Tim McGraw Songwriter Donovan Woods Talks ‘Third Verse Death,’ New Album

When Donovan Woods first began visiting Nashville from Toronto to write with some of the city’s pro songwriters, he was attempting to write songs for the radio – he liked what country artists were doing, but no one seemed interested in his compositions. Instead, he found that when he wrote the kind of songs he wanted to record himself, people began paying attention. That happened with “Portland, Maine,” a wrenching breakup song that Tim McGraw cut for his Sundown Heaven Town album.
“It was the first time I’d written something here where I thought, ‘I don’t care what happens to this – I am over the moon about this song and I’ll record it,'” he says, over a late breakfast during a recent visit to Nashville.
Other artists came calling – Charles Kelley recorded Woods’ “Leaving Nashville,” Billy Currington got “Sweet Love” and Charlie Worsham took on “The Beginning of Things.” So far none of them have been released to country radio, but they’re the kind of album cuts that leave a lasting impression with their mix of insightful storytelling and highly emotional undercurrents. Woods has specialized in that approach when making his own albums, which have earned him a spot in Nashville’s writers rooms, on Spotify playlists and at the Juno Awards, though his Nashville work hasn’t yielded any country radio smashes just yet.
“I think if I lived here I’d be doing a lot better,” he says. “But if I was doing better – if I had a Number One hit or something, I don’t know that you’d be able to get me in a sprinter van to drive across Canada. I don’t know if I’d do it if I had all of that money suddenly. I love music, but the drive to Victoria from Winnipeg – holy shit, you feel like you’re gonna die every kilometer.”
Woods addresses those long drives and the death-defying aspects of being a touring musician in “Truck Full of Money,” a standout track from his new album Both Ways, out Friday. A sweeping, orchestral rocker that feels massive compared to some of the hushed folk-rock that put Woods on the map, it makes a compelling case that he – like the album title suggests – can be both a top-notch songwriter and performer, even if those long stretches away from home are often a dance with mortality.
“Sometimes you’re in a hotel room and you did a show,” he says. “[You] couldn’t eat before the show because you’re too anxious and you just don’t want to be full onstage. By the time you’re done loading out, it’s like midnight so you eat a bunch of pizza at midnight and you go to a shitty hotel and lay there and you think, ‘Oh yeah, I could easily die in here.'”

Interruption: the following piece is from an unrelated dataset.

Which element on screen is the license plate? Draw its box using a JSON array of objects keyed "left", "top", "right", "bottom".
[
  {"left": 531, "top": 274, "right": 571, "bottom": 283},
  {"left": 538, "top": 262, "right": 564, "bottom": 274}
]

Both Ways captures Woods’ growing artistic ambition with bigger production and an expanded palette of sounds, suggesting those songs can exist comfortably alongside his more delicate acoustic numbers. With the latter, he finds crushing heartbreak in the mundane, as the couple in “Good Lover” solemnly moves out of the house they shared, or in “Burn That Bridge” – the video for which depicted two men falling in and out of love – where two friends forsake the world for each other before imploding. In another case, Woods sadly recalls a grade-school friend who developed a reputation for being tough and later died under mysterious circumstances in “Our Friend Bobby.”
“The more interesting thing to me was this growing up beside a person whose penchant for violence you benefited from when you were a kid, and then when you became older, [it was] ‘I don’t want anything to do with that,'” he says. “And he sort of languished. And those guys I grew up with who were so tough and popular in high school and elementary school, they’re kind of untethered now.”
Woods’ experimentation with a variety of new sounds leads him down some interesting roads, whether it’s the droning, swelling strings that underpin “Good Lover” or the melancholy synthesizer droplets on the workingman’s anthem “Easy Street.” As with the War on Drugs or Future Islands’ revival of hazy Eighties sounds, Woods’ deft touch and expert songwriting takes something that once sounded ultra-modern (then, later, cheesy) and turns it into aching melancholy.
“To me it’s indicative of ‘Born in the U.S.A.’ – that era of Springsteen, and now to me it sounds like blue-collar,” he says.
Both Ways concludes with “Next Year,” a meditation on mortality and the tendency to put off the important things until it’s too late. Woods recalls trying to channel the feeling of disappointing his son, who’d been carefully logging a list of things for them to do over the weekend when he had time.
“When Saturday came my son was like, we have to do that puzzle – he had checked off all the things I had put aside,” says Woods. “It was impossible to do all those things. I watched him realize I was full of shit and I felt so bad.”
It’s not hard to close one’s eyes and imagine a mainstream country performer claiming the song for his or her album. But Woods knows better than to try to aim for that outcome anymore – plus, it hardly matters when he does such a masterful job on his own, saving a little knife twist for the end that comes from a long tradition of tear-jerking country ballads.
“Third-verse death is the stock and trade of country music,” he says. “If you can find a way to kill somebody in the third verse, you better fuckin’ kill ’em. You might as well.”